Six common RTILs were initially examined as solvents for oxygen (O2) reduction on the edge-type screen-printed graphite electrodes (SPGEs), in order to determine two RTILs to be used for further analytical studies. In RTILs, O2 is reduced to superoxide in a chemically reversible one electron reduction mechanism, as described in Equation (1) [45,46,47]. Figure 2 shows cyclic voltammetry (CV) for the reduction of 100% vol. O2 at 10 mV·s−1 in the RTILs (a) [C2mim][NTf2], (b) [C4mim][NTf2], (c) [C6mim][FAP], (d) [C4mpyrr][NTf2], (e) [C4mim][BF4], and (f) [C4mim][PF6]. The blank CV in the absence of oxygen (red line) is also shown in the figure. As can be seen, the blank response in all six RTILs is flat and featureless on the SPGE. This is far superior to that observed on commercially-available carbon screen-printed electrodes (C-SPEs) from DropSens, where there was significantly more capacitive current and additional voltammetric features observed, particularly in the negative potential window [35].
O 2   ( g ) + e O 2   ( RTIL )   ·
The reduction of oxygen is peak-shaped in Figure 1 (at 10 mV∙s−1) in four of the RTILs, but is steady-state in [C2mim][NTf2] and [C4mim][NTf2]. For comparison, the CVs in all RTILs are typically peak-shaped on conventional Pt macrodisk electrodes, [35] but are usually steady-state on Pt microdisk electrodes [48]. The values of the peak-to-peak separations (ΔEp) are given in the figure, with estimations made where the potential of the reduction peak was not obvious (see details in the Experimental section). The smallest (ΔEp) was observed in the RTILs [C4mpyrr][NTf2], [C4mim][BF4], and [C4mim][PF6], which is fairly consistent with that observed in our previous work on a conventional Pt macrodisk electrode [35]. ΔEp increases significantly at higher scan rates in all RTILs (see Figure S2 and Table S2 in the supporting information), and significant Ohmic drop is observed at scan rates above 100 mV·s−1. As a result, the optimum scan rate chosen for presentation of the CVs in this work is 10 mV∙s−1. The CVs for oxygen reduction on DropSens C-SPEs were also studied for comparison (see Figure S3 in the supporting information). Much larger background capacitive currents were observed on the C-SPE compared to the SPGE (particularly obvious at higher scan rates), possibly due to differences in the ink formulation and their compatibility with the RTIL solvents. Interestingly, ΔEp increased more dramatically for [C4mim][PF6] on the C-SPE compared to the SPGE, and the opposite was true for [C2mim][NTf2]. This could be due to the different wetting characteristics of the RTIL on the electrode surface (with the C-SPE being less hydrophilic than the SPGE), resulting in faster kinetics for the oxygen/superoxide redox couple in [C4mim][PF6] on the SPGE.

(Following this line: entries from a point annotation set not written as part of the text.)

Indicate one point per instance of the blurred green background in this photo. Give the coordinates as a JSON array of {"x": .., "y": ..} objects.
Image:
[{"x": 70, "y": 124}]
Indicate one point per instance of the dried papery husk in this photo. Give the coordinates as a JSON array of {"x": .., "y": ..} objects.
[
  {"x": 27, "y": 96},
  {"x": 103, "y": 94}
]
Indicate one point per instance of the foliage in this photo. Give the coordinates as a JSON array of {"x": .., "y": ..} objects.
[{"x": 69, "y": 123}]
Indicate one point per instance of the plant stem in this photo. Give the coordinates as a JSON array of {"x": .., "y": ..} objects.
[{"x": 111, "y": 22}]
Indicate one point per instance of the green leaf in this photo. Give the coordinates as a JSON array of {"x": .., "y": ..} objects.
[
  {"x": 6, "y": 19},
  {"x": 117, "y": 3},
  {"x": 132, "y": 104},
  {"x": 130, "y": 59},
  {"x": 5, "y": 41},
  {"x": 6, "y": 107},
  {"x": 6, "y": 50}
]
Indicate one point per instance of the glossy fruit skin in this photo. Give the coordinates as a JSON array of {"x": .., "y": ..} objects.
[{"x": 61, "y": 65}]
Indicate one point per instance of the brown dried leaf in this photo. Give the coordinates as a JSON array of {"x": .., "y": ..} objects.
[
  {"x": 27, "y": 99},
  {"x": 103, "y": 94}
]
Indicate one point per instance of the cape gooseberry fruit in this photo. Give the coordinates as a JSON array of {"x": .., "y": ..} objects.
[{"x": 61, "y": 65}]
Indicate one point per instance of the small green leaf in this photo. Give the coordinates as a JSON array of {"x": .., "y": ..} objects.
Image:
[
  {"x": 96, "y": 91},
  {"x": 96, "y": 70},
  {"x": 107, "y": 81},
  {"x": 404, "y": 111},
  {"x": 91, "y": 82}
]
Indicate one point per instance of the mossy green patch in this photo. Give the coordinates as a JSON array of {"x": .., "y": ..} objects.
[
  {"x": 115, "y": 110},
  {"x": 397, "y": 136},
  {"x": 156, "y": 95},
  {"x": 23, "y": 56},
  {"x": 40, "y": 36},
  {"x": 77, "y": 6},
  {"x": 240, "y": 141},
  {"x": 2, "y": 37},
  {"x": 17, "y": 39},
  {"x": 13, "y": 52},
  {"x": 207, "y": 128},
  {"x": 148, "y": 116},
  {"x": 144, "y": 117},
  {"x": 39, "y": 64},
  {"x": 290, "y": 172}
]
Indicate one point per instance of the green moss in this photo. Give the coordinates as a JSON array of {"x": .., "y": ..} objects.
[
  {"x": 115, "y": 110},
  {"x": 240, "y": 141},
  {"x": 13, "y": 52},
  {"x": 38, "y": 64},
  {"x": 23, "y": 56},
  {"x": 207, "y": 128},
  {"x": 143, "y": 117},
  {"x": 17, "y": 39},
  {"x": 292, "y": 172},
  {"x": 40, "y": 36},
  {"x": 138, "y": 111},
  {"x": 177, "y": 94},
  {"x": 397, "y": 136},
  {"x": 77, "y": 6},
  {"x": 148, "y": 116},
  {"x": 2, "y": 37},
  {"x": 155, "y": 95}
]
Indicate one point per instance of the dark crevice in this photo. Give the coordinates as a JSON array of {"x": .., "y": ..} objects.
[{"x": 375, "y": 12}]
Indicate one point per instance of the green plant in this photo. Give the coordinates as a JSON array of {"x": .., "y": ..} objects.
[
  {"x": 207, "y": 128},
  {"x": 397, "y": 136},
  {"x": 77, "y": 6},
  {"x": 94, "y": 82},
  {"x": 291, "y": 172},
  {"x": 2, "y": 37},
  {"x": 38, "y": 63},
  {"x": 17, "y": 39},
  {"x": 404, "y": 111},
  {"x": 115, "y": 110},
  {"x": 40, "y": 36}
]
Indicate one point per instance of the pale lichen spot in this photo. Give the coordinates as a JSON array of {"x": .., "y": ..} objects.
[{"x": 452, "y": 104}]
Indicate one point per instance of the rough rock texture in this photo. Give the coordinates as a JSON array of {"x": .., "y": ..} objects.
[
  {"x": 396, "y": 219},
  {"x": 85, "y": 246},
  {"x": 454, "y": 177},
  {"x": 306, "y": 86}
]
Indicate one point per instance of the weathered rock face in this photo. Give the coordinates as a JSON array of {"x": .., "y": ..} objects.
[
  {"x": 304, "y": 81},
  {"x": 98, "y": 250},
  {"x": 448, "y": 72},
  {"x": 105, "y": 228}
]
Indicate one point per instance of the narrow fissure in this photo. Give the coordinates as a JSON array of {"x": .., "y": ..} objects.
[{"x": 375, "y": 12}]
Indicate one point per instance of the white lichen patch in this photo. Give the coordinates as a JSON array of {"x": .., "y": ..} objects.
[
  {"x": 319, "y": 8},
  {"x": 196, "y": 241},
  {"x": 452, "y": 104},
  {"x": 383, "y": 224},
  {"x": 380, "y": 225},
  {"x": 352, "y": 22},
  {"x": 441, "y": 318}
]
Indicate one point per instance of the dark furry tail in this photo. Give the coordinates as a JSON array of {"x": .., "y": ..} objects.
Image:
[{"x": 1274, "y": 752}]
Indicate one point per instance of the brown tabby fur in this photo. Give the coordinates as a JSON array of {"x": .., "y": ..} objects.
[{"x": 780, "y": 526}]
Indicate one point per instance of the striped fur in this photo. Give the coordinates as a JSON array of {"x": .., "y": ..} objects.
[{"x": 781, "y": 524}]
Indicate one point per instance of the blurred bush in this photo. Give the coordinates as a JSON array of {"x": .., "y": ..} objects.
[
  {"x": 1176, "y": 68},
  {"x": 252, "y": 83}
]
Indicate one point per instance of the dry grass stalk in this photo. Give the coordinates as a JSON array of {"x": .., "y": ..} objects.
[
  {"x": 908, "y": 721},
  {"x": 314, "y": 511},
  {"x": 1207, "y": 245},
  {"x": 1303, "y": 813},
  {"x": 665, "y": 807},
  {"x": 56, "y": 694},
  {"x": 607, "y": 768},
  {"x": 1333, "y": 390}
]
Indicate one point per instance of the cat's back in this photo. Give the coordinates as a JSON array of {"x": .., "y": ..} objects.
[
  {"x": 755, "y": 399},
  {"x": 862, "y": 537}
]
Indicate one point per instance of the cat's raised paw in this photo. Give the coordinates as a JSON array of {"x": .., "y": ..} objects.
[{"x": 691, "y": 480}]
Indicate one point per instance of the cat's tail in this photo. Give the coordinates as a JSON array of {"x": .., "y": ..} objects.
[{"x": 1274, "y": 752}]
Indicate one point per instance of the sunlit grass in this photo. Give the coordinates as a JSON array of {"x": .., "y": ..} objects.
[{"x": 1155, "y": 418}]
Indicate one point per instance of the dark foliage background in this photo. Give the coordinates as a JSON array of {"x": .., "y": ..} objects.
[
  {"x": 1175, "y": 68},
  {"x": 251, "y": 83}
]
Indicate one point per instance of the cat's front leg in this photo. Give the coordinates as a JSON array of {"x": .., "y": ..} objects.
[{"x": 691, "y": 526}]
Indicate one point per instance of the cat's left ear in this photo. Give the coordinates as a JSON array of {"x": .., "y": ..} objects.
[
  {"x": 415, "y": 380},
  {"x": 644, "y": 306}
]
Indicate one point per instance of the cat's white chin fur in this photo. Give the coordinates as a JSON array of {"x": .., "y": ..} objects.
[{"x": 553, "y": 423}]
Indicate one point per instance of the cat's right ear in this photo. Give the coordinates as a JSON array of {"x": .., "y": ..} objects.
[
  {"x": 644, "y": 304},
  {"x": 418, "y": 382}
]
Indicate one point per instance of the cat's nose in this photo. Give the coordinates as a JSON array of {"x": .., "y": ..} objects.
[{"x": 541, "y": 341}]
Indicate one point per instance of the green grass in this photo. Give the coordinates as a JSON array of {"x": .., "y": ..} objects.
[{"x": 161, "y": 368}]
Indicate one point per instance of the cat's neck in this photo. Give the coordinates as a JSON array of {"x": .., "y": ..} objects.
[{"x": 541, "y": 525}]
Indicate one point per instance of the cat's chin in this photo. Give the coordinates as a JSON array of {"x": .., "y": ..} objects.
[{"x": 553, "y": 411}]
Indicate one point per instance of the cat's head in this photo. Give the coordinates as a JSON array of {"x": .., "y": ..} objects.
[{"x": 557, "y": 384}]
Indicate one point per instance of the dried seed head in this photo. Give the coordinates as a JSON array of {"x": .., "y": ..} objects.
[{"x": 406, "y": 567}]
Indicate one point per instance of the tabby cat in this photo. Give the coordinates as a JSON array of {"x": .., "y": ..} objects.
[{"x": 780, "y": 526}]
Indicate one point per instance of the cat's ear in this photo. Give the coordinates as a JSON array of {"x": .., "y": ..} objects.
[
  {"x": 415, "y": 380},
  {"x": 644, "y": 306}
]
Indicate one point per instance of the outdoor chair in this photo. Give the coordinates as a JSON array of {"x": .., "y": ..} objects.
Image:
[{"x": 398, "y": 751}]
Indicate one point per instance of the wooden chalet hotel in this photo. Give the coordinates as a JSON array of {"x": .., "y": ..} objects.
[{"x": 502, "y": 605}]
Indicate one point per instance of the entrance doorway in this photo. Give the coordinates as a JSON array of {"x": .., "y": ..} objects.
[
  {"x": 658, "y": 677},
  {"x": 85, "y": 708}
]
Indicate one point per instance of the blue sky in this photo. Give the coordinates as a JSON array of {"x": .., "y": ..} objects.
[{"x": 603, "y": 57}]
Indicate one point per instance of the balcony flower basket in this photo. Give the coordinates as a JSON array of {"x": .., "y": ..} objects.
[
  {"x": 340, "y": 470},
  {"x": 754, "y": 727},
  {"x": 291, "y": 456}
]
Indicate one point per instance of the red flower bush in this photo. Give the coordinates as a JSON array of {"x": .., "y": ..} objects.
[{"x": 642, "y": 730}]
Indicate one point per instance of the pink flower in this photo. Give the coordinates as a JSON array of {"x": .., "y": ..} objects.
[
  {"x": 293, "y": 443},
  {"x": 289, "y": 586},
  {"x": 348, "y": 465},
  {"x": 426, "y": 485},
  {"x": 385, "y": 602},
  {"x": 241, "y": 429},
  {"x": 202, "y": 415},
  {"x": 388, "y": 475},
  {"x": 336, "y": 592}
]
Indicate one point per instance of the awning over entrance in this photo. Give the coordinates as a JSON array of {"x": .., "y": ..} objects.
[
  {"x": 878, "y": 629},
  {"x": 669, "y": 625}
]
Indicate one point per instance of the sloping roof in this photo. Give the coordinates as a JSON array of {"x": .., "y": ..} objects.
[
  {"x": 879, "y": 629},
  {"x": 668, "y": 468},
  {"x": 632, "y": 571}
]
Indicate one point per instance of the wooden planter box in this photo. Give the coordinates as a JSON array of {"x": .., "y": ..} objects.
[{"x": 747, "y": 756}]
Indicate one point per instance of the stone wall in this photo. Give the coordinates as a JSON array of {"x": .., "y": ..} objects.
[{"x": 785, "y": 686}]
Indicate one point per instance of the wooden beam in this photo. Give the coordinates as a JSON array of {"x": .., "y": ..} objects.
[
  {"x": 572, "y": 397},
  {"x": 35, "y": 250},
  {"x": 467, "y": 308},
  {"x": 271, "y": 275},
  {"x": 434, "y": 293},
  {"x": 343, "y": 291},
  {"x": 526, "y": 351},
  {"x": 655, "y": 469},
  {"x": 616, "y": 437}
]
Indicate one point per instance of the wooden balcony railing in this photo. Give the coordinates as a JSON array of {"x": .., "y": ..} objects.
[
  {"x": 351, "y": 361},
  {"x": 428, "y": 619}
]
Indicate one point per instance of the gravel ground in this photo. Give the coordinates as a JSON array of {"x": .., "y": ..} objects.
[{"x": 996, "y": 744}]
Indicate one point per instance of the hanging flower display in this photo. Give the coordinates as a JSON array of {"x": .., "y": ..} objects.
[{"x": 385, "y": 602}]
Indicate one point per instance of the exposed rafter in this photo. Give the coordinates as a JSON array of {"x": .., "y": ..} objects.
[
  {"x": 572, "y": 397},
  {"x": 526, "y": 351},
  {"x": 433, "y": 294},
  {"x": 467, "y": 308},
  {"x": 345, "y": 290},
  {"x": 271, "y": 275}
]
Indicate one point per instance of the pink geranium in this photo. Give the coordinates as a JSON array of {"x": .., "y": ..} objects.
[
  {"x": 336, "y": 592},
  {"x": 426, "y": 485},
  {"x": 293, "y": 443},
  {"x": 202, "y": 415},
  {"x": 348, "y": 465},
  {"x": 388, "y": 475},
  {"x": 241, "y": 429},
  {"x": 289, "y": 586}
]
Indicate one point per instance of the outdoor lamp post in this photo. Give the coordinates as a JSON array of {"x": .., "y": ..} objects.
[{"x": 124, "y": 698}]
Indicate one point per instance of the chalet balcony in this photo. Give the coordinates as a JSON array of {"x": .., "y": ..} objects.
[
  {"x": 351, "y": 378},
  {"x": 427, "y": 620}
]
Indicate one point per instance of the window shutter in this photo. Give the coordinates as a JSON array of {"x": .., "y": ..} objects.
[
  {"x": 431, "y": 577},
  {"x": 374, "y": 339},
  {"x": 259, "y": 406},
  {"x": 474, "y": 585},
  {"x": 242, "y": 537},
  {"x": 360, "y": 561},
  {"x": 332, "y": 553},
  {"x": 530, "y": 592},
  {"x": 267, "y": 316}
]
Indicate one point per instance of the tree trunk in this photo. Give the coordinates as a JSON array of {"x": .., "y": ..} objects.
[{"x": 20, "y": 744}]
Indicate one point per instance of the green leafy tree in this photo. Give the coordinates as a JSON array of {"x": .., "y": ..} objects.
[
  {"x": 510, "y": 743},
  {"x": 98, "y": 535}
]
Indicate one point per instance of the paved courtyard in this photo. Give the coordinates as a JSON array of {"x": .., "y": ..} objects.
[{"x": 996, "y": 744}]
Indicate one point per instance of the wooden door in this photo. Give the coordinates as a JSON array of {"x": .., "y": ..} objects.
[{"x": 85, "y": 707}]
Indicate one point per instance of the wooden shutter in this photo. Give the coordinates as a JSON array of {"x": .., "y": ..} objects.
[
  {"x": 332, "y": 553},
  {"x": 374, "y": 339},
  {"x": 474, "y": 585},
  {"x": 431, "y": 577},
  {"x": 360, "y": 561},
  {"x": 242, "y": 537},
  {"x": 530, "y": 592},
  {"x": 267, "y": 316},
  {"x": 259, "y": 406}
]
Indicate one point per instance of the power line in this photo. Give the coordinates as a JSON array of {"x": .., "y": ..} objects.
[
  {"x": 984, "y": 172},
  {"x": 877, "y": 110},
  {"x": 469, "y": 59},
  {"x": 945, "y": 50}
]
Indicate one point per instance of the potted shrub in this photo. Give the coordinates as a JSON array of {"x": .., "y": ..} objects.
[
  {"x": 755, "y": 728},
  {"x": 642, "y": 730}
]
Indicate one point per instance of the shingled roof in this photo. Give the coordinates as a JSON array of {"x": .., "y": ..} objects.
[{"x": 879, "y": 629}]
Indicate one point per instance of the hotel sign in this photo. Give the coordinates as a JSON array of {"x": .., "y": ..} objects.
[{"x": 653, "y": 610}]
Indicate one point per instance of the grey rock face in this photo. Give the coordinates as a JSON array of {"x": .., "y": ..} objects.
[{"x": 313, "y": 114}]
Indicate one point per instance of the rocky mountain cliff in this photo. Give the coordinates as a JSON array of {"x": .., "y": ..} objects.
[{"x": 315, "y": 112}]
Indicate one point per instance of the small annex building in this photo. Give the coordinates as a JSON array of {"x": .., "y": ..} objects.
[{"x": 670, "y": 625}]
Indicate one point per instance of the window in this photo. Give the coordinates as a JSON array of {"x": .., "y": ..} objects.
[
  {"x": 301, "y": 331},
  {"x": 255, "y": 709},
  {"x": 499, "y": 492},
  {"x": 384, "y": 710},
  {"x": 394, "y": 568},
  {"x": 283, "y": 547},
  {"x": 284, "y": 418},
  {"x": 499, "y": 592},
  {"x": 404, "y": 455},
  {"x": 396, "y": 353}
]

In order to study the analytical properties of these electrodes, CV was carried out at different concentrations of oxygen. Figure 3 shows CVs at 10 mV∙s−1 for 10–100% vol. O2 in (a) [C2mim][NTf2] and (b) [C4mim][PF6], and the corresponding calibration graphs in the insets. These two ionic liquids were chosen as they are the lowest and highest viscosity electrolytes out of the six RTILs studied, and gave the most stable and reproducible results. CVs for the remaining RTILs at 10–100% vol. O2 are shown in Figure S4 of the supporting information. A slanted limiting current plateau was observed in [C4mim][NTf2], and potential shifting was the most significant in [C4mpyrr][NTf2]. The behaviour in the [C6mim][FAP] ionic liquid deviates the most from an ideal CV shape, and became worse at lower concentrations such that stable CVs could not be collected. Unusual behaviour in RTILs with [FAP] anions has also been well reported in the literature [49,50]. Limits of detection (LODs, calculated from three standard deviations of the slope of the line of best fit) were 2.5% and 2.3% vol. O2 in [C2mim][NTf2] and [C4mim][PF6], respectively, and could likely be reduced further if a lower concentration range is studied. The only RTIL that gave a lower LOD than these two RTILs was [C4mim][BF4] (see Figure S4), although it is noted that this RTIL is fully miscible with water [51] and may not be suitable for sensing of gases in high-humidity environments.

3.2. Chronoamperometry

Long-term chronoamperometry (LTCA) was performed to test the viability of the SPGEs for continuous monitoring of oxygen. It is noted that this is a very harsh technique due to the constant build-up of superoxide during constant potential biasing, and the long experimental timescale employed (ca. 20–50 h) due to slow partitioning/equilibration of the gas into the (relatively large) 20 or 30 μL droplet of RTIL employed. Figure 4 shows LTCA for O2 reduction in (a) [C2mim][NTf2] and (b) [C4mim][PF6] at 20 to 0.1 to 20% vol. O2, (the “low concentration” range) alternating with periods of nitrogen purging (to observe the stability of the baseline). In [C2mim][NTf2], the current response behaviour is as expected for a reduction process, but currents are unstable and do not reach a plateau at concentrations above ca. 10% vol. O2. Additionally, the calibration graphs from the (initial) descending and (subsequent) ascending concentrations have different gradients, which indicates that this RTIL may not be suitable for long-term sensing. However, the behaviour in [C4mim][PF6] was significantly more stable, where the response reaches a stable plateau, and the ascending and descending concentration calibration plots were almost identical. This is far superior to the behaviour on Pt-SPEs in both [C2mim][NTf2] and [C4mpyrr][NTf2] that we have reported previously, where calibration graphs could not even be achieved [31]. The reproducibility of the current is good, as observed by recording very similar currents for the two repeated 20% O2 data points on both the descending and ascending plots (4 data points in total on Figure 4b). Error bars would likely be very small in this case.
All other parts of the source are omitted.